16. CAP Theorem
Let's learn about the CAP theorem and its usage in distributed systems.
We'll cover the following
Background#
In distributed systems, different types of failures can occur, e.g., servers can crash or fail permanently, disks can go bad resulting in data losses, or network connection can be lost, making a part of the system inaccessible. How can a distributed system model itself to get the maximum benefits out of different resources available?
Definition#
CAP theorem states that it is impossible for a distributed system to simultaneously provide all three of the following desirable properties:
Consistency ( C ): All nodes see the same data at the same time. This means users can read or write from/to any node in the system and will receive the same data. It is equivalent to having a single up-to-date copy of the data.
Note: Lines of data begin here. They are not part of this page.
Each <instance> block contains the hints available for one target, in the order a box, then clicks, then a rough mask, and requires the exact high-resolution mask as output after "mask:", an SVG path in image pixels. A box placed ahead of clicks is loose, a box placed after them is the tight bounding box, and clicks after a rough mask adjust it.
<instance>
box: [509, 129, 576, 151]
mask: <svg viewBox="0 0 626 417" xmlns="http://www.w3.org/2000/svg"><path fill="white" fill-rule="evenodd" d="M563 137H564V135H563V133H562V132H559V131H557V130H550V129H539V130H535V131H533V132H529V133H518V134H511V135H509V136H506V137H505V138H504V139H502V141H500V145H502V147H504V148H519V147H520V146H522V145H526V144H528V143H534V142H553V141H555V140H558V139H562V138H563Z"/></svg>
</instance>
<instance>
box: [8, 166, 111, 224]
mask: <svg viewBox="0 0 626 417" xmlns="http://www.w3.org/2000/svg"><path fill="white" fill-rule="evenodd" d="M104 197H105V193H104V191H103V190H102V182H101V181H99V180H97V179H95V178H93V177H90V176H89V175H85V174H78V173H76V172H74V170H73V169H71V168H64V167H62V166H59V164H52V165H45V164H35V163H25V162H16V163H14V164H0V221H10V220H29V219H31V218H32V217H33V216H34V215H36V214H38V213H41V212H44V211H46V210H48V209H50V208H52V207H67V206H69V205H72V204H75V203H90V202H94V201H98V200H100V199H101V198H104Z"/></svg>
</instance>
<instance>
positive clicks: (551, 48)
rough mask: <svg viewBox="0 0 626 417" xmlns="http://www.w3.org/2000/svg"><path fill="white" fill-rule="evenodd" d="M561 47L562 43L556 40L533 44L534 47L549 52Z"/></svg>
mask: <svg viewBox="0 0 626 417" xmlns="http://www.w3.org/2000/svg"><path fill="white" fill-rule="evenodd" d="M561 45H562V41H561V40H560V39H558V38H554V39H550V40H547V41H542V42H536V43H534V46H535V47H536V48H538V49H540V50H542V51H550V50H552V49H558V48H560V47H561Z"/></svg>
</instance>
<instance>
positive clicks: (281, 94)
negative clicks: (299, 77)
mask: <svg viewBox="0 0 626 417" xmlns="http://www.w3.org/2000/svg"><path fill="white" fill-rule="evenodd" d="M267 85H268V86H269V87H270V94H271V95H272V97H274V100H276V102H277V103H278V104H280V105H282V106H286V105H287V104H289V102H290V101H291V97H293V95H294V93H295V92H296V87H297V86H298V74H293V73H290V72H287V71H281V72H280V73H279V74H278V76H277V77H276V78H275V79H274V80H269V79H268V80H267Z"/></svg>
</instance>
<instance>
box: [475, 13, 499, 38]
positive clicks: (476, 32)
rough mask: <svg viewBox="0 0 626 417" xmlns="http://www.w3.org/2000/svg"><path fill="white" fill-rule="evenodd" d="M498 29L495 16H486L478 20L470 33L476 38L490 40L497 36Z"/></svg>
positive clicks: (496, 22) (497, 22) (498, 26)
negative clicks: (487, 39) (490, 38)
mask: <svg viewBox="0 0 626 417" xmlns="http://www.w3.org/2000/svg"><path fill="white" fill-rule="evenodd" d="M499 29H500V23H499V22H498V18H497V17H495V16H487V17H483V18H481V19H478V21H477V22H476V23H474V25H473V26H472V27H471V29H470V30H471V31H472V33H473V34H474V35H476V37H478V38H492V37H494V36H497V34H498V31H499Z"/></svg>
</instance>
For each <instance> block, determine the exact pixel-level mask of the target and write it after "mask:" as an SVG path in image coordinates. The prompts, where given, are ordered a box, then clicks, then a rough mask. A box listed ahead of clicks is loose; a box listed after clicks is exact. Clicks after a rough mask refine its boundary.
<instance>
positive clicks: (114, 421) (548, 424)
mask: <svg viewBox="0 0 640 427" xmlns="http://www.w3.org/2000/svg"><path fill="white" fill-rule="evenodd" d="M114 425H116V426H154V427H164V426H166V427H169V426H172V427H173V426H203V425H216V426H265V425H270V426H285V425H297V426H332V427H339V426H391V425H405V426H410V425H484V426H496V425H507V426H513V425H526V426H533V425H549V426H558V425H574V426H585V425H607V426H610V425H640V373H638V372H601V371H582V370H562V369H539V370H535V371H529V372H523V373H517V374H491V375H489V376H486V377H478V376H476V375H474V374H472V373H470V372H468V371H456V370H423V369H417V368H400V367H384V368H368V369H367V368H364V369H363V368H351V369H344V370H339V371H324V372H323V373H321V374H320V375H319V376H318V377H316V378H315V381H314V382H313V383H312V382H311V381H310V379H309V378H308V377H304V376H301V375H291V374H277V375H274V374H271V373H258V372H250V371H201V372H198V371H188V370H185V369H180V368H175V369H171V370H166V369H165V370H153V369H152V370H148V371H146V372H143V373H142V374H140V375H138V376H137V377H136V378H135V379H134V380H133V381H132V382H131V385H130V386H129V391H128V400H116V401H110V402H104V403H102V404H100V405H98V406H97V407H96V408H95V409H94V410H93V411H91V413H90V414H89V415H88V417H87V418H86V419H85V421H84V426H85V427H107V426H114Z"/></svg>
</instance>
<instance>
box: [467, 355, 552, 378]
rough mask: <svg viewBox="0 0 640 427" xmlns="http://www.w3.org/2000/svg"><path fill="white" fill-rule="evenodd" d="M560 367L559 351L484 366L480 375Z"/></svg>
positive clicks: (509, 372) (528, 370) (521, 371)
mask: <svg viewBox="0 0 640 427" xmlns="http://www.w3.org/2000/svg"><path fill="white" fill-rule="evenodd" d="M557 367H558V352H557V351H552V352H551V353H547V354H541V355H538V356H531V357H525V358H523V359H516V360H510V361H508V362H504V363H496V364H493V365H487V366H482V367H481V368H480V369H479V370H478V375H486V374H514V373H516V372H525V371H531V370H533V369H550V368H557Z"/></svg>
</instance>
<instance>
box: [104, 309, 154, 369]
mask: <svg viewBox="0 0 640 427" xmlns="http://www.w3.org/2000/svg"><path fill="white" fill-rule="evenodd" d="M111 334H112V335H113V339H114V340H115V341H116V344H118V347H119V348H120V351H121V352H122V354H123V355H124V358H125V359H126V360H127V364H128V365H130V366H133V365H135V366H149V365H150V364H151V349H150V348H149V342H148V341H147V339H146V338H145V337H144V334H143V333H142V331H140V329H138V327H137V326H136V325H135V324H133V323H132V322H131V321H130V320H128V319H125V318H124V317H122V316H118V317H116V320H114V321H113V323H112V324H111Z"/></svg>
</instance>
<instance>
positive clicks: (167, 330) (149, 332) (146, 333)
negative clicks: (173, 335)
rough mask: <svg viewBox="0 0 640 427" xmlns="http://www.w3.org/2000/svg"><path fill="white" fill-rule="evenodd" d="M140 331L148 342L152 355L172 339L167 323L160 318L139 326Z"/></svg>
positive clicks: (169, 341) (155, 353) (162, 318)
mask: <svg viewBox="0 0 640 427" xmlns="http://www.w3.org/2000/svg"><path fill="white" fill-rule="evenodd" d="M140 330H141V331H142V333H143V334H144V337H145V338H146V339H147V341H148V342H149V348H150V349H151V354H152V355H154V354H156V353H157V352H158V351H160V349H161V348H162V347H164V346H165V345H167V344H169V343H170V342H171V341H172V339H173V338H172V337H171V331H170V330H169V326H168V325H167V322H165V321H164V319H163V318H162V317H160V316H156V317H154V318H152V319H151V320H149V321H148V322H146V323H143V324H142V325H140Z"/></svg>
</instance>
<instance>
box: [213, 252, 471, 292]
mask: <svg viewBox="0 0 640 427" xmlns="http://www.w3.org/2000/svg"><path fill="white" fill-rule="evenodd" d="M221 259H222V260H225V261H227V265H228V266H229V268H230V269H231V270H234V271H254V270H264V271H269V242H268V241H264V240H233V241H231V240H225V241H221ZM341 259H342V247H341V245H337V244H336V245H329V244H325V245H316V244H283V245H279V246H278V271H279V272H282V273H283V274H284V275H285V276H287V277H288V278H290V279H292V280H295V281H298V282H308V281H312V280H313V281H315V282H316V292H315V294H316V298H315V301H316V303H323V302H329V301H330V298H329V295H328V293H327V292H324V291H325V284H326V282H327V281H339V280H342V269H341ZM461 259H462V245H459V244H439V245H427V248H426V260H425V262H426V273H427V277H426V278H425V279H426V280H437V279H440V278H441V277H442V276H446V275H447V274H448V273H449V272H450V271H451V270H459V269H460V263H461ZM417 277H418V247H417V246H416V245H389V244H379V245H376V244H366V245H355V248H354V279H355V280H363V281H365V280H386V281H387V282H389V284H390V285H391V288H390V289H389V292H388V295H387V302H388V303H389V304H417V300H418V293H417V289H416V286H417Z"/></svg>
Availability ( A ): Availability means every request received by a non-failing node in the system must result in a response. Even when severe network failures occur, every request must terminate. In simple terms, availability refers to a system’s ability to remain accessible even if one or more nodes in the system go down.
Partition tolerance ( P ): A partition is a communication break (or a network failure) between any two nodes in the system, i.e., both nodes are up but cannot communicate with each other. A partition-tolerant system continues to operate even if there are partitions in the system. Such a system can sustain any network failure that does not result in the failure of the entire network. Data is sufficiently replicated across combinations of nodes and networks to keep the system up through intermittent outages.
Solution#
According to the CAP theorem, any distributed system needs to pick two out of the three properties. The three options are CA, CP, and AP. However, CA is not really a coherent option, as a system that is not partition-tolerant will be forced to give up either Consistency or Availability in the case of a network partition. Therefore, the theorem can really be stated as: In the presence of a network partition, a distributed system must choose either Consistency or Availability.
Examples#
Dynamo: In CAP theorem terms, Dynamo falls within the category of AP systems and is designed for high availability at the expense of strong consistency. The primary motivation for designing Dynamo as a highly available system was the observation that the availability of a system directly correlates to the number of customers served.
BigTable: In terms of the CAP theorem, BigTable is a CP system, i.e., it has strictly consistent reads and writes.